Paulistana nascida em 1931, Adelaide Chiozzo foi autodidata no acordeom, aprendendo a tocar no instrumento que o pai, o comerciante Geraldo Chiozzo, havia ganho como pagamento e trancava no armário. Aos 11 anos já tocava o suficiente para fazer as primeiras apresentações na Rádio Bandeirantes (acompanhada de sua mãe, D. Leonor), onde se destacou como prodígio e teve o primeiro contato com Nhô Pai, também contratado da emissora. Mas foi na Rádio Nacional, onde cantou pela primeira vez em 1946, que ela construiu a maior parte de sua trajetória artística.
Já a estreia fonográfica de Adelaide veio em janeiro de 1950, num 78 rotações do selo Star em que gravou a polca “Pedalando” (parceria Anselmo Duarte e Bené Nunes) e, no lado B, a rancheira “Tempo de criança” (João de Sousa e Ely Turquine). Só depois vieram os sucessos, como “Beijinho doce” e outros relançamentos cantados em dueto, como o baião “Sabiá na gaiola”, que ela gravou com Eliana em 1951 (um ano depois do lançamento da música, por Carmélia Alves); e o rasqueado “Cabecinha no ombro”, gravado com a irmã caçula Silvinha Chiozzo em 1958 (ano seguinte à primeira gravação da música, por Alcides Gerardi). Ao todo, são 40 fonogramas de Adelaide Chiozzo na Discografia Brasileira – confira usando a ferramenta de busca.

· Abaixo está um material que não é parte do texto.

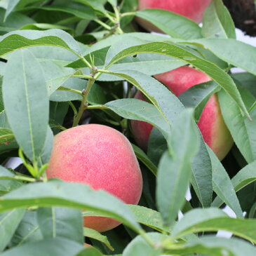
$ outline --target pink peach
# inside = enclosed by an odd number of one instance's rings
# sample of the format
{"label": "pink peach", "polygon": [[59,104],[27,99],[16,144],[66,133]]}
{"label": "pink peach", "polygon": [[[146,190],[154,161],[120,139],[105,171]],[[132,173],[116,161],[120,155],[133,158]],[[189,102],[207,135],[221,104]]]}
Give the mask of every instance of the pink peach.
{"label": "pink peach", "polygon": [[[202,72],[187,66],[156,75],[155,78],[176,96],[193,86],[210,80]],[[137,92],[135,97],[145,100],[140,91]],[[220,160],[223,159],[232,147],[233,140],[222,116],[216,94],[212,95],[206,105],[198,126],[205,142]],[[152,126],[142,121],[132,121],[131,127],[137,143],[146,150]]]}
{"label": "pink peach", "polygon": [[[126,203],[137,204],[142,193],[142,174],[130,142],[116,130],[99,124],[76,126],[55,136],[46,174],[103,189]],[[85,227],[100,232],[120,224],[103,217],[83,220]]]}
{"label": "pink peach", "polygon": [[[211,0],[139,0],[138,10],[159,8],[172,11],[200,23],[203,12]],[[161,17],[159,17],[161,19]],[[137,18],[137,22],[149,31],[163,33],[160,29],[148,21]]]}

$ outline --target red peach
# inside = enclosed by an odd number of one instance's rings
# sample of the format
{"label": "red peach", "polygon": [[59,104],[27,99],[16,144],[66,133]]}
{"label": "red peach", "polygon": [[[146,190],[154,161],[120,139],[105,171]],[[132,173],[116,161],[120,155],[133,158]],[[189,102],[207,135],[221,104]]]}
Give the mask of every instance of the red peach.
{"label": "red peach", "polygon": [[[138,9],[159,8],[166,10],[200,23],[203,19],[203,12],[210,3],[210,0],[139,0]],[[161,32],[156,27],[143,19],[137,18],[137,21],[149,31]]]}
{"label": "red peach", "polygon": [[[193,86],[210,80],[202,72],[187,66],[156,75],[155,78],[164,83],[176,96]],[[137,92],[135,97],[145,100],[140,91]],[[216,94],[212,95],[206,105],[198,126],[205,142],[219,159],[222,160],[232,147],[233,140],[222,116]],[[131,127],[137,143],[146,150],[153,126],[146,122],[133,120]]]}
{"label": "red peach", "polygon": [[[116,130],[98,124],[74,127],[55,135],[46,174],[48,178],[103,189],[126,203],[137,204],[142,189],[142,174],[130,142]],[[108,217],[85,217],[83,224],[102,232],[120,223]]]}

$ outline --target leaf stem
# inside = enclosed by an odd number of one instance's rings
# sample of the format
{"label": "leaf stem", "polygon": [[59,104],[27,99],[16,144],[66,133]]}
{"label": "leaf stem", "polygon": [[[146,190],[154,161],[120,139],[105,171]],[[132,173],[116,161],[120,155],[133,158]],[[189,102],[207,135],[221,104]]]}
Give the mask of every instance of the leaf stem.
{"label": "leaf stem", "polygon": [[95,81],[95,79],[89,79],[88,82],[88,84],[87,84],[87,86],[86,86],[86,88],[85,90],[83,90],[83,92],[82,92],[82,93],[83,93],[83,100],[81,102],[81,105],[80,105],[79,112],[78,112],[77,114],[75,116],[75,117],[74,119],[74,122],[73,122],[72,127],[76,126],[79,124],[79,121],[81,119],[81,117],[82,116],[82,114],[83,114],[84,110],[88,107],[88,105],[86,105],[87,96],[88,95],[89,92],[90,90],[90,88],[93,86],[93,83],[94,83]]}
{"label": "leaf stem", "polygon": [[109,109],[109,108],[105,105],[90,105],[87,107],[87,109]]}
{"label": "leaf stem", "polygon": [[103,27],[105,27],[106,29],[107,30],[111,30],[112,28],[109,26],[108,25],[102,22],[100,20],[98,20],[98,19],[95,19],[93,20],[95,22],[100,24],[101,26],[102,26]]}
{"label": "leaf stem", "polygon": [[73,74],[72,77],[78,77],[81,79],[93,79],[91,76],[88,76],[86,74]]}

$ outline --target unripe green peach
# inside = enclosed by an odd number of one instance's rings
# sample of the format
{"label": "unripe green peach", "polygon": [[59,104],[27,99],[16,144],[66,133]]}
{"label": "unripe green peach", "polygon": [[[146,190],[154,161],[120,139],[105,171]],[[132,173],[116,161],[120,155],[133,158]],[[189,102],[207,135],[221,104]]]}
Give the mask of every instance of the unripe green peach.
{"label": "unripe green peach", "polygon": [[[137,204],[142,193],[142,174],[130,142],[116,130],[99,124],[76,126],[55,136],[46,174],[103,189],[126,203]],[[83,220],[85,227],[100,232],[120,224],[103,217]]]}

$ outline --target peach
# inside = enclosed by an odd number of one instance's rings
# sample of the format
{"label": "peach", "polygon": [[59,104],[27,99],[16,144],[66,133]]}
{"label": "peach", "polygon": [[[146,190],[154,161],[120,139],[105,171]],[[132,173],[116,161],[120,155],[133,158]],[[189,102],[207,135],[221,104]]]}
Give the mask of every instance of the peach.
{"label": "peach", "polygon": [[[99,124],[74,127],[55,135],[46,175],[103,189],[126,203],[137,204],[142,194],[142,174],[130,142],[116,130]],[[100,232],[120,224],[94,216],[85,217],[83,223]]]}
{"label": "peach", "polygon": [[210,3],[210,0],[139,0],[138,9],[167,10],[200,23],[203,12]]}
{"label": "peach", "polygon": [[[166,10],[200,23],[203,19],[203,12],[210,3],[210,0],[139,0],[138,10],[140,11],[146,8]],[[145,20],[137,18],[136,20],[142,27],[149,31],[163,33],[157,27]]]}
{"label": "peach", "polygon": [[[187,66],[156,75],[155,78],[164,83],[176,96],[193,86],[210,80],[202,72]],[[137,92],[135,97],[145,100],[140,91]],[[198,126],[205,142],[219,159],[222,160],[232,147],[233,140],[222,116],[216,94],[212,95],[206,105]],[[153,126],[145,122],[133,120],[131,128],[137,143],[146,151]]]}

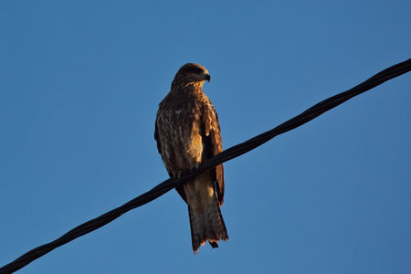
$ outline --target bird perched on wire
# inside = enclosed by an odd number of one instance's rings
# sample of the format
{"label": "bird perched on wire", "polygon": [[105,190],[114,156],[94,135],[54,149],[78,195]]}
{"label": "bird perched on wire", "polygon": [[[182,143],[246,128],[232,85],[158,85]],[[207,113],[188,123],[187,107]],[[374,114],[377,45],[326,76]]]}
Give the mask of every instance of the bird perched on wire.
{"label": "bird perched on wire", "polygon": [[[171,90],[160,102],[154,139],[171,177],[198,165],[223,151],[218,117],[203,92],[210,74],[188,63],[175,74]],[[187,180],[176,188],[188,205],[193,251],[207,240],[213,248],[228,240],[220,206],[224,199],[223,164]]]}

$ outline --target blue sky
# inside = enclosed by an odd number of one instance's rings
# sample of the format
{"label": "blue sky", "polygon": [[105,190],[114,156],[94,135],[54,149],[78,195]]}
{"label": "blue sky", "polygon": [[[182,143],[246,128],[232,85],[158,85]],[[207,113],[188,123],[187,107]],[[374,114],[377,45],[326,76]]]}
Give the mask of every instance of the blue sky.
{"label": "blue sky", "polygon": [[[204,65],[225,148],[410,58],[409,1],[1,1],[0,265],[167,178],[153,140]],[[225,164],[230,239],[174,191],[19,273],[410,273],[411,77]]]}

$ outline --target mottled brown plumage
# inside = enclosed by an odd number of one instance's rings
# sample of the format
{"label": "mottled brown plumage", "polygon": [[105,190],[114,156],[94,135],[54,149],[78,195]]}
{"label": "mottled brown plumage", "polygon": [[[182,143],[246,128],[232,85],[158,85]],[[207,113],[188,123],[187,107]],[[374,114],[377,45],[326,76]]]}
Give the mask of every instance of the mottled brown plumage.
{"label": "mottled brown plumage", "polygon": [[[184,65],[173,80],[171,91],[159,105],[154,139],[170,176],[180,176],[223,150],[216,112],[203,93],[203,84],[209,79],[203,66]],[[195,253],[206,240],[217,248],[220,239],[228,239],[220,212],[224,199],[223,164],[176,190],[188,205]]]}

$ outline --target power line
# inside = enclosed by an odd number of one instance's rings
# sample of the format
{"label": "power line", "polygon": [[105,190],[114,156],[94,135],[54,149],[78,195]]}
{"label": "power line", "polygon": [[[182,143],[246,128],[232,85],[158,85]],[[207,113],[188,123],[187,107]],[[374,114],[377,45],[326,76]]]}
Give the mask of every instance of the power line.
{"label": "power line", "polygon": [[384,69],[383,71],[375,74],[372,78],[364,81],[363,83],[353,87],[353,89],[330,97],[316,105],[311,107],[304,112],[297,115],[294,118],[290,119],[289,121],[281,123],[280,125],[275,127],[272,130],[269,130],[264,133],[261,133],[256,137],[253,137],[244,142],[232,146],[221,153],[216,155],[215,157],[209,159],[204,164],[201,164],[199,168],[196,170],[187,172],[184,174],[180,179],[178,178],[170,178],[168,180],[163,181],[154,188],[150,191],[141,195],[140,196],[129,201],[128,203],[119,206],[113,210],[111,210],[92,220],[90,220],[79,227],[71,229],[62,237],[58,239],[45,244],[43,246],[37,247],[21,257],[17,258],[16,260],[11,263],[2,267],[0,269],[0,274],[3,273],[12,273],[16,271],[26,265],[29,264],[33,260],[46,255],[50,252],[54,248],[57,248],[60,246],[67,244],[74,240],[75,238],[86,235],[91,231],[94,231],[108,223],[113,221],[118,218],[124,213],[139,207],[142,205],[145,205],[159,196],[163,195],[169,190],[181,185],[185,180],[194,177],[195,175],[202,173],[206,170],[211,169],[224,162],[229,161],[233,158],[236,158],[239,155],[247,153],[248,152],[257,148],[258,146],[263,144],[264,142],[271,140],[275,136],[285,133],[289,131],[291,131],[313,119],[321,115],[327,111],[335,108],[336,106],[343,103],[344,101],[355,97],[361,93],[364,93],[382,83],[392,79],[395,77],[398,77],[402,74],[407,73],[411,70],[411,58],[407,59],[404,62],[394,65],[388,68]]}

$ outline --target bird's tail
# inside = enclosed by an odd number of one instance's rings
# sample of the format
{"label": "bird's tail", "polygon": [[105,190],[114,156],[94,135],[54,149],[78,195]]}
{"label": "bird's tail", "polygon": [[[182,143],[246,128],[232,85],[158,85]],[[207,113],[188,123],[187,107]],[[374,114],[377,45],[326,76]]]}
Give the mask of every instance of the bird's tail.
{"label": "bird's tail", "polygon": [[200,246],[204,246],[207,240],[213,248],[218,248],[220,239],[228,240],[226,224],[216,199],[202,214],[195,214],[190,206],[188,206],[188,213],[190,215],[191,239],[195,254],[197,253]]}

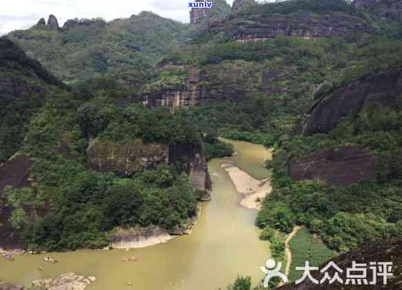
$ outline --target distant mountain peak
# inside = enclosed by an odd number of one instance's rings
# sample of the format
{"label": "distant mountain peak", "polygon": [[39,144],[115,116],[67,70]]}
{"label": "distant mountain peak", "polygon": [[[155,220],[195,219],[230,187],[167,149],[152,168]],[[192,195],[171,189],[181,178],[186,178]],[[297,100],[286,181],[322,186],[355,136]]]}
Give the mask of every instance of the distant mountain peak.
{"label": "distant mountain peak", "polygon": [[52,14],[49,15],[49,19],[48,19],[48,26],[52,29],[59,29],[59,21],[57,21],[56,17]]}

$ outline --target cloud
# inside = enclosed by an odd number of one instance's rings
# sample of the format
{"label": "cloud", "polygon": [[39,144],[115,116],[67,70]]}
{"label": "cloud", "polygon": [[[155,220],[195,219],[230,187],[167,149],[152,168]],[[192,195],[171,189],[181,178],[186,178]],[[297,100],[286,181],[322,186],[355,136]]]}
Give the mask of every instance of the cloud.
{"label": "cloud", "polygon": [[[127,18],[141,11],[181,22],[190,21],[189,0],[12,0],[1,6],[0,33],[23,29],[35,24],[40,18],[53,14],[62,26],[73,18],[102,17],[107,21]],[[213,0],[212,0],[213,1]],[[226,0],[232,4],[233,0]]]}

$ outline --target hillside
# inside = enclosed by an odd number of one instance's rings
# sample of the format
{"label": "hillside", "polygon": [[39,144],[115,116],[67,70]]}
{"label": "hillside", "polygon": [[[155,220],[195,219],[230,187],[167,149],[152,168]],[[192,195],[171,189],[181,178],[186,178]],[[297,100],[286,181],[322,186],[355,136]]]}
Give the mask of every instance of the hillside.
{"label": "hillside", "polygon": [[99,249],[127,238],[116,228],[192,226],[211,185],[181,114],[139,106],[110,79],[69,88],[7,39],[0,51],[0,248]]}
{"label": "hillside", "polygon": [[236,1],[192,10],[189,27],[142,12],[12,32],[72,90],[22,52],[0,62],[55,87],[23,122],[5,115],[2,160],[19,152],[0,166],[18,173],[1,188],[8,230],[50,250],[103,246],[119,226],[180,233],[210,198],[205,156],[232,153],[220,136],[274,149],[257,225],[276,259],[296,226],[339,261],[383,240],[387,258],[402,237],[402,26],[398,1],[372,2]]}
{"label": "hillside", "polygon": [[110,22],[70,19],[59,27],[54,17],[50,23],[43,19],[8,37],[67,83],[97,75],[138,88],[151,75],[156,60],[186,37],[184,24],[148,12]]}

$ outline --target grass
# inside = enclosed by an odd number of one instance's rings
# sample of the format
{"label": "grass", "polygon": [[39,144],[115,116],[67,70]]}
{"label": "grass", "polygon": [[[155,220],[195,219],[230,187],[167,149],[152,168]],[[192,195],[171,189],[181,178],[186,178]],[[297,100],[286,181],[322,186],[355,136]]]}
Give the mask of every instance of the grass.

Regravada também num 78 rotações do organista André Penazzi (1952), “Beijinho doce” seguiu sua trajetória de sucesso no formato de 33 rotações, relançada por duplas famosas do universo sertanejo, como Tonico e Tinoco (1964) e as Irmãs Galvão (1981), além do cantor alemão George Freedman, que lançou sua interpretação em 1967 (pela RCA Victor), no contexto da Jovem Guarda. Já em 2008, a música voltou à cena com a novela “A favorita”, criação de João Emanuel Carneiro produzida e exibida pela TV Globo: na trama, a obra-prima de Nhô Pai era o principal sucesso do tempo que as personagens principais da história, as inimigas Flora (vivida pela atriz Patrícia Pilar) e Donatela (Cláudia Raia) formavam uma dupla sertaneja – veja algumas cenas aqui e aqui.